You are viewing a plain text version of this content. The canonical link for it is here.
Posted to commits@mahout.apache.org by sr...@apache.org on 2008/09/12 17:06:38 UTC

svn commit: r694706 - in /lucene/mahout/trunk/core/src/main/java/org/apache/mahout/cf/taste/impl: eval/GenericRecommenderIRStatsEvaluator.java similarity/PearsonCorrelationSimilarity.java

Author: srowen
Date: Fri Sep 12 08:06:38 2008
New Revision: 694706

URL: http://svn.apache.org/viewvc?rev=694706&view=rev
Log:
Add functionality to compute reasonable relevance threshold in IRStatsEvaluator, and fixed a typo in PearsonCorrelationSimilarity javadoc

Modified:
    lucene/mahout/trunk/core/src/main/java/org/apache/mahout/cf/taste/impl/eval/GenericRecommenderIRStatsEvaluator.java
    lucene/mahout/trunk/core/src/main/java/org/apache/mahout/cf/taste/impl/similarity/PearsonCorrelationSimilarity.java

Modified: lucene/mahout/trunk/core/src/main/java/org/apache/mahout/cf/taste/impl/eval/GenericRecommenderIRStatsEvaluator.java
URL: http://svn.apache.org/viewvc/lucene/mahout/trunk/core/src/main/java/org/apache/mahout/cf/taste/impl/eval/GenericRecommenderIRStatsEvaluator.java?rev=694706&r1=694705&r2=694706&view=diff
==============================================================================
--- lucene/mahout/trunk/core/src/main/java/org/apache/mahout/cf/taste/impl/eval/GenericRecommenderIRStatsEvaluator.java (original)
+++ lucene/mahout/trunk/core/src/main/java/org/apache/mahout/cf/taste/impl/eval/GenericRecommenderIRStatsEvaluator.java Fri Sep 12 08:06:38 2008
@@ -24,6 +24,8 @@
 import org.apache.mahout.cf.taste.impl.common.FullRunningAverage;
 import org.apache.mahout.cf.taste.impl.common.RandomUtils;
 import org.apache.mahout.cf.taste.impl.common.RunningAverage;
+import org.apache.mahout.cf.taste.impl.common.RunningAverageAndStdDev;
+import org.apache.mahout.cf.taste.impl.common.FullRunningAverageAndStdDev;
 import org.apache.mahout.cf.taste.impl.model.GenericDataModel;
 import org.apache.mahout.cf.taste.impl.model.GenericUser;
 import org.apache.mahout.cf.taste.model.DataModel;
@@ -54,6 +56,13 @@
 
   private static final Logger log = LoggerFactory.getLogger(GenericRecommenderIRStatsEvaluator.class);
 
+  /**
+   * Pass as "relevanceThreshold" argument to
+   * {@link #evaluate(RecommenderBuilder, DataModel, Rescorer, int, double, double)} to have it attempt
+   * to compute a reasonable threshold.
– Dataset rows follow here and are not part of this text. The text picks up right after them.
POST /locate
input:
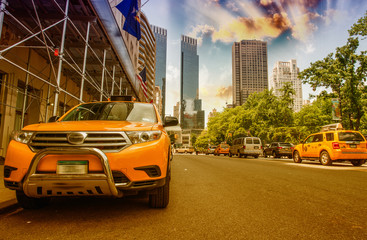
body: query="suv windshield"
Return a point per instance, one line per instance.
(113, 111)
(350, 136)
(285, 145)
Note that this will impact performance.
+   */
+  public static final double CHOOSE_THRESHOLD = Double.NaN;
+
   private final Random random;
 
   public GenericRecommenderIRStatsEvaluator() {
@@ -92,9 +101,15 @@
         Object id = user.getID();
         Collection<Item> relevantItems = new HashSet<Item>(at);
         Preference[] prefs = user.getPreferencesAsArray();
+        double theRelevanceThreshold;
+        if (Double.isNaN(relevanceThreshold)) {
+          theRelevanceThreshold = computeThreshold(prefs);
+        } else {
+          theRelevanceThreshold = relevanceThreshold;
+        }
         for (int i = 0; i < prefs.length; i++) {
           Preference pref = prefs[i];
-          if (pref.getValue() >= relevanceThreshold) {
+          if (pref.getValue() >= theRelevanceThreshold) {
             relevantItems.add(pref.getItem());
           }
         }
@@ -167,4 +182,16 @@
     }
   }
 
+  private static double computeThreshold(Preference[] prefs) {
+    if (prefs.length < 2) {
+      // Not enough data points -- return a threshold that allows everything
+      return Double.NEGATIVE_INFINITY;
+    }
+    RunningAverageAndStdDev stdDev = new FullRunningAverageAndStdDev();
+    for (int i = 0; i < prefs.length; i++) {
+      stdDev.addDatum(prefs[i].getValue());
+    }
+    return stdDev.getAverage() + stdDev.getStandardDeviation();
+  }
+
 }

Modified: lucene/mahout/trunk/core/src/main/java/org/apache/mahout/cf/taste/impl/similarity/PearsonCorrelationSimilarity.java
URL: http://svn.apache.org/viewvc/lucene/mahout/trunk/core/src/main/java/org/apache/mahout/cf/taste/impl/similarity/PearsonCorrelationSimilarity.java?rev=694706&r1=694705&r2=694706&view=diff
==============================================================================
--- lucene/mahout/trunk/core/src/main/java/org/apache/mahout/cf/taste/impl/similarity/PearsonCorrelationSimilarity.java (original)
+++ lucene/mahout/trunk/core/src/main/java/org/apache/mahout/cf/taste/impl/similarity/PearsonCorrelationSimilarity.java Fri Sep 12 08:06:38 2008
@@ -20,7 +20,6 @@
 import org.apache.mahout.cf.taste.common.TasteException;
 import org.apache.mahout.cf.taste.common.Weighting;
 import org.apache.mahout.cf.taste.model.DataModel;
-import org.apache.mahout.cf.taste.model.Item;
 import org.apache.mahout.cf.taste.model.User;
 
 /**
@@ -38,8 +37,6 @@
  *
  * <p><code>sumXY / sqrt(sumX2 * sumY2)</code></p>
  *
- * <p>where <code>size</code> is the number of {@link Item}s in the {@link DataModel}.</p>
- *
  * <p>Note that this correlation "centers" its data, shifts the user's preference values so that
  * each of their means is 0. This is necessary to achieve expected behavior on all data sets.</p>
  *